Droht ein Schwarzmarkt-Boom? Tabaklobby schlägt Alarm

In Deutschlands Tabakbranche gibt es Befürchtungen, dass der geplante Steuer-Aufschlag den Schwarzmarkt ankurbeln könnte. Die EU-Kommission schlug vor, den Mindeststeuersatz für Zigaretten pro 1000 Stück von 90 auf 215 Euro anzuheben. Branchenschätzungen zufolge könnte der Preis für eine Packung Markenzigaretten in Deutschland von etwa 8,50 Euro auf über 12 Euro steigen. Dies könnte dazu führen, dass viele Raucher nach günstigeren Alternativen suchen und illegale Ware auf dem Schwarzmarkt erwerben. Besonders stark betroffen wäre der Tabak zum Selbstdrehen (Feinschnitt), bei dem die Mindeststeuer pro Kilo von 60 auf 215 Euro steigen soll.
Bei der nun in Dortmund begonnenen Messe Intertabac sorgte dieses Vorhaben für scharfe Kritik. «Das wäre ein Konjunkturprogramm für kriminelle Netzwerke», sagt Jan Mücke vom Branchenverband BVTE. «Wer den legalen Markt schwächt, stärkt den illegalen Markt», sagt Michael von Foerster vom Verband der deutschen Rauchtabakindustrie (VdR). «Wer die Schraube überdreht, zerstört das Gewinde.»
Ähnlich sieht es Philip-Morris-Lobbyist Torsten Albig.

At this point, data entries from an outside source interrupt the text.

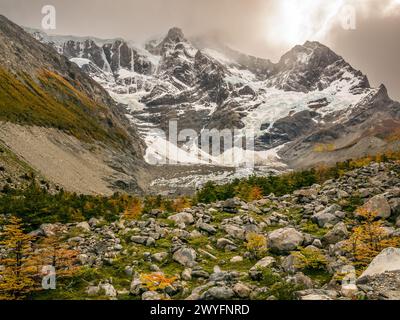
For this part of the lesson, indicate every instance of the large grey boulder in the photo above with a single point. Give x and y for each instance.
(325, 217)
(182, 217)
(264, 263)
(379, 205)
(235, 231)
(387, 260)
(185, 257)
(285, 239)
(338, 233)
(218, 293)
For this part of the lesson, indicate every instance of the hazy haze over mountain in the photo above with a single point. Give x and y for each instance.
(265, 28)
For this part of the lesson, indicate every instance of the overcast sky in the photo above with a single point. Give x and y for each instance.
(265, 28)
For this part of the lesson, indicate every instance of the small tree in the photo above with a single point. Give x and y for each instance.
(52, 251)
(369, 238)
(17, 273)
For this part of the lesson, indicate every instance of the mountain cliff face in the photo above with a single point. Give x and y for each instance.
(44, 91)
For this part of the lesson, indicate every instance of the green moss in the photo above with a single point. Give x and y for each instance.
(52, 101)
(313, 229)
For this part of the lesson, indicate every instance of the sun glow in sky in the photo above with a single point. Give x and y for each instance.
(299, 20)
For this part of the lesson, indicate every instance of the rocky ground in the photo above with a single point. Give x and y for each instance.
(204, 247)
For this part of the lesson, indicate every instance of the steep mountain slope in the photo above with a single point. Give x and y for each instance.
(310, 107)
(41, 89)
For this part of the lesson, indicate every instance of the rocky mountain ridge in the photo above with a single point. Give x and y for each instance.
(42, 90)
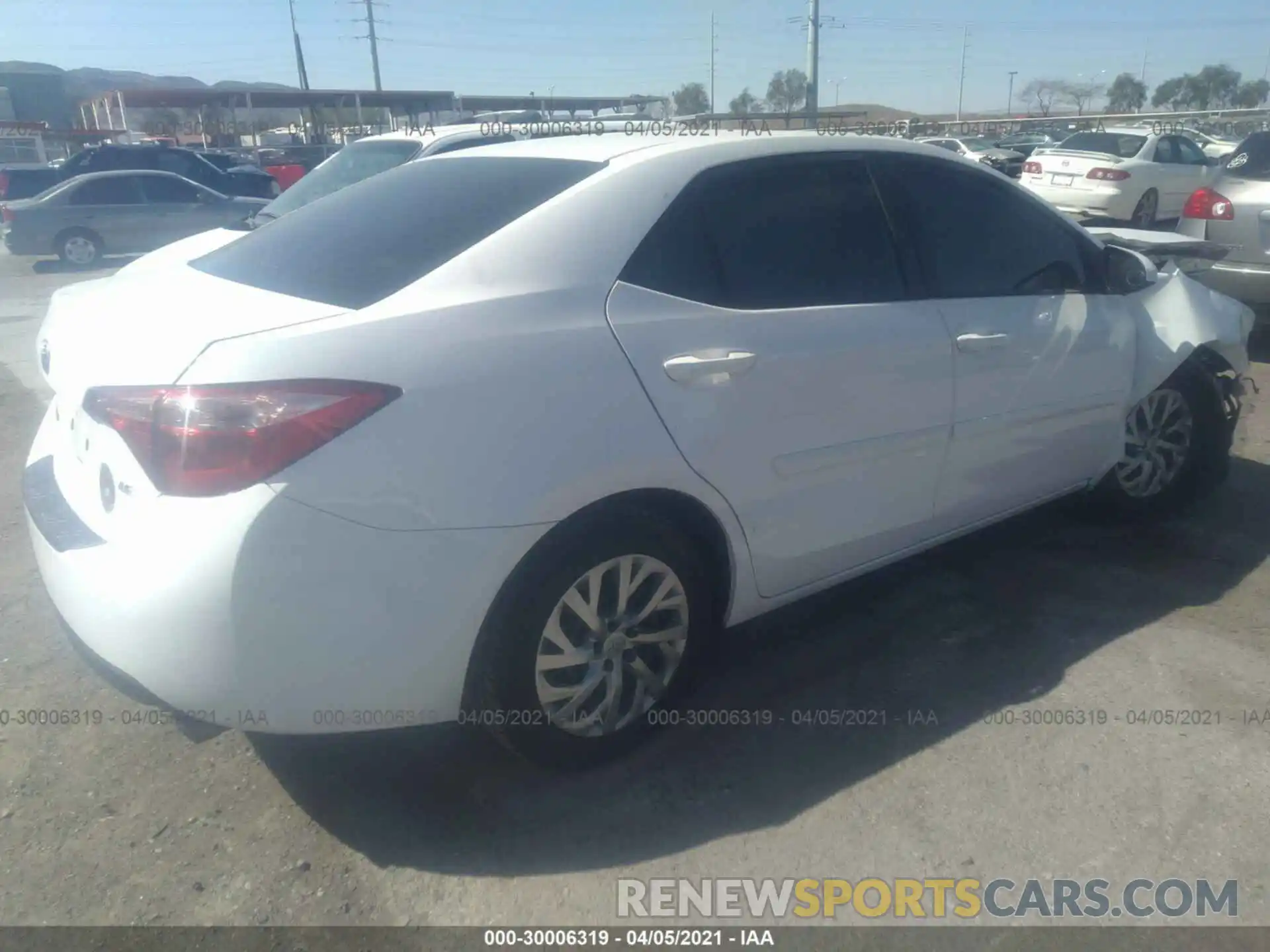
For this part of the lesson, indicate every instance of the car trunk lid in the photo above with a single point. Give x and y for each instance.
(146, 328)
(1070, 168)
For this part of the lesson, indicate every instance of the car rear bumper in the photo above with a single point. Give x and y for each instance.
(285, 619)
(1249, 284)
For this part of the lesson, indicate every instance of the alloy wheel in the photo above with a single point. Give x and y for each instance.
(79, 251)
(1158, 444)
(611, 645)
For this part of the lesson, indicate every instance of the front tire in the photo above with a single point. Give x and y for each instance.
(1177, 448)
(79, 248)
(1144, 212)
(589, 637)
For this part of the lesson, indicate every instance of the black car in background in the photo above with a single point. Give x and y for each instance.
(248, 182)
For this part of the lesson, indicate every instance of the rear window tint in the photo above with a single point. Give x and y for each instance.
(370, 240)
(1107, 143)
(1251, 158)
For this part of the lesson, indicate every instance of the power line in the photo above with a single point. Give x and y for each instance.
(370, 34)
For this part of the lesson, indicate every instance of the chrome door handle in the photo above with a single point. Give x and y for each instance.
(691, 367)
(981, 342)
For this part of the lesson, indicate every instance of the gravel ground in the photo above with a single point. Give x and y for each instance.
(140, 824)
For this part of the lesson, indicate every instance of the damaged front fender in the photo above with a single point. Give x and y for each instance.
(1175, 317)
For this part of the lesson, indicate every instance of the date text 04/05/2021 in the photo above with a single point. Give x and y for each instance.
(630, 938)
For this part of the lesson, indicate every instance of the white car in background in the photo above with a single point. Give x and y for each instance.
(507, 436)
(1124, 175)
(1213, 146)
(352, 164)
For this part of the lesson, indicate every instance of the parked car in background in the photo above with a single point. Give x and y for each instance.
(1213, 146)
(23, 180)
(335, 415)
(1235, 210)
(1124, 175)
(225, 160)
(116, 212)
(240, 180)
(352, 164)
(981, 150)
(1025, 143)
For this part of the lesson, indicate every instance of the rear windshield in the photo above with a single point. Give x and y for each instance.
(1251, 158)
(367, 241)
(1124, 146)
(349, 167)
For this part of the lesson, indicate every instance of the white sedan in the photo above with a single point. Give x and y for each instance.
(508, 436)
(1126, 175)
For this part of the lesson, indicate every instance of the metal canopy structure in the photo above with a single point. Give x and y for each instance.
(412, 103)
(160, 97)
(571, 104)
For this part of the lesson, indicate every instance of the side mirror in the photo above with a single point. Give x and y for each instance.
(1128, 272)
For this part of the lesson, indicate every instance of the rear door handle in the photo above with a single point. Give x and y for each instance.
(981, 342)
(690, 367)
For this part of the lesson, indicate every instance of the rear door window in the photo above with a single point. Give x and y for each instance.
(160, 190)
(977, 235)
(372, 239)
(1251, 158)
(112, 190)
(774, 234)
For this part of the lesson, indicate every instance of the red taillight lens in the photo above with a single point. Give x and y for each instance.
(1108, 175)
(198, 441)
(1206, 204)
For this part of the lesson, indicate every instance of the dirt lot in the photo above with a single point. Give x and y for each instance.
(122, 824)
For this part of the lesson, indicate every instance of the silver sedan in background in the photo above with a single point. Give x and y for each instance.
(1234, 210)
(117, 212)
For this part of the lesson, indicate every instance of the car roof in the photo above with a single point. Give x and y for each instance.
(638, 147)
(429, 132)
(118, 173)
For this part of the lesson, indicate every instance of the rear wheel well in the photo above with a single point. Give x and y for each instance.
(680, 510)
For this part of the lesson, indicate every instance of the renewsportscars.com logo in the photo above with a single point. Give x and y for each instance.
(926, 898)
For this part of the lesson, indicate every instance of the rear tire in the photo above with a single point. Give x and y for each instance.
(574, 714)
(1147, 208)
(79, 248)
(1177, 450)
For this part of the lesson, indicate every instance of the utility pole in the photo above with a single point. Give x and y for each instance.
(300, 55)
(813, 58)
(370, 34)
(713, 51)
(960, 85)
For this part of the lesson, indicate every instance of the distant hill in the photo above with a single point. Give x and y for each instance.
(88, 81)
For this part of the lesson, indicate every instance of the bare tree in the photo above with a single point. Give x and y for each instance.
(1040, 93)
(743, 103)
(786, 93)
(1080, 95)
(691, 99)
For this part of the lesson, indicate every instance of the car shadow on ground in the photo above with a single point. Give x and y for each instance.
(56, 266)
(966, 630)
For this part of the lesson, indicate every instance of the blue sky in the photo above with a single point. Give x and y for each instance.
(902, 52)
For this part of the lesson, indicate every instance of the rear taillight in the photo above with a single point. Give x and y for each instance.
(1206, 204)
(198, 441)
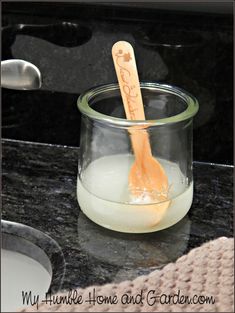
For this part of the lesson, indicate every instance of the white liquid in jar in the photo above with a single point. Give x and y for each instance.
(103, 195)
(21, 273)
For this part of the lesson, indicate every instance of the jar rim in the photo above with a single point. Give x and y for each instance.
(189, 112)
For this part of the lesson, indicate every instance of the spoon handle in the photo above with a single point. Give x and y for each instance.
(127, 74)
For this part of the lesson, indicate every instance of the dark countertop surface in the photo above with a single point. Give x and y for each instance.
(39, 190)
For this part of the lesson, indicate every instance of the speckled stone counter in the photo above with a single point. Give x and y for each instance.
(39, 190)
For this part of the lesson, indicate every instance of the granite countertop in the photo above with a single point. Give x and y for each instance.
(39, 190)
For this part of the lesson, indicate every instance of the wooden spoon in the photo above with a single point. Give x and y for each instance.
(147, 179)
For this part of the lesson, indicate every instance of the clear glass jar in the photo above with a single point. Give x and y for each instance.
(106, 156)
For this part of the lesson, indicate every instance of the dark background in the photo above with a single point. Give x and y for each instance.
(71, 45)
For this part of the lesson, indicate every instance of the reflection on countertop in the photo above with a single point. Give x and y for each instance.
(39, 190)
(189, 50)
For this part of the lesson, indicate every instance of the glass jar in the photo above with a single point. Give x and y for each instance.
(106, 156)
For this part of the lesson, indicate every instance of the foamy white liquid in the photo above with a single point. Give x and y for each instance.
(104, 197)
(21, 273)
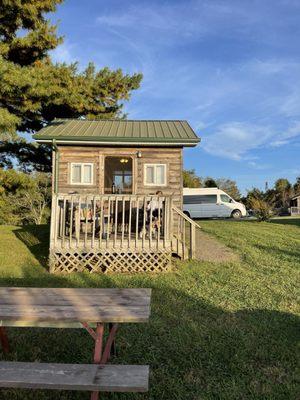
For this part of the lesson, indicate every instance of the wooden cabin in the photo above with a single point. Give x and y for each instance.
(295, 205)
(117, 194)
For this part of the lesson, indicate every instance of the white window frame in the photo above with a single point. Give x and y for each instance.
(155, 165)
(82, 183)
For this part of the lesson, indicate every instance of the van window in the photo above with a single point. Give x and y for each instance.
(225, 198)
(200, 199)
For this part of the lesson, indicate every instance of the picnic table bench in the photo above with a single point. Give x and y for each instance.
(91, 309)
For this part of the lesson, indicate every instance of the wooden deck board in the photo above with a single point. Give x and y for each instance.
(88, 377)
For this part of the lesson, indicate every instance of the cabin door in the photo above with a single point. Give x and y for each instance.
(118, 175)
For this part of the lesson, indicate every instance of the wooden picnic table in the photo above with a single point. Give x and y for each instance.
(88, 308)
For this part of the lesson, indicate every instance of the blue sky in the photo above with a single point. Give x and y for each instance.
(231, 68)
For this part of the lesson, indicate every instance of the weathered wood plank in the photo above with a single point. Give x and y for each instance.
(73, 305)
(88, 377)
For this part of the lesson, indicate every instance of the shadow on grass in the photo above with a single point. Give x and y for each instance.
(286, 221)
(36, 238)
(195, 350)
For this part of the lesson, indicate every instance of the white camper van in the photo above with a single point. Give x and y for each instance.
(211, 203)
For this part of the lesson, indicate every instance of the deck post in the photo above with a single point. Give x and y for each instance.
(192, 241)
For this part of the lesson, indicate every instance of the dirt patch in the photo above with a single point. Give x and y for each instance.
(210, 249)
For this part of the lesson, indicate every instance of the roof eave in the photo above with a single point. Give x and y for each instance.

Mit Blick auf die Niederlande und Frankreich, wo Zigaretten wegen bereits erfolgter Steuererhöhungen deutlich teurer geworden sind, sagt der frühere SPD-Politiker: «Wer Steuern falsch austariert, überlässt das Feld den Kriminellen – mit gravierenden Folgen.» Nach Branchenangaben hat sich der durchschnittliche Preis einer Packung mit 20 Zigaretten in den Niederlanden seit 2019 von sieben auf 13 Euro erhöht, in Frankreich ging es von 8,60 Euro auf 12,50 Euro hinauf.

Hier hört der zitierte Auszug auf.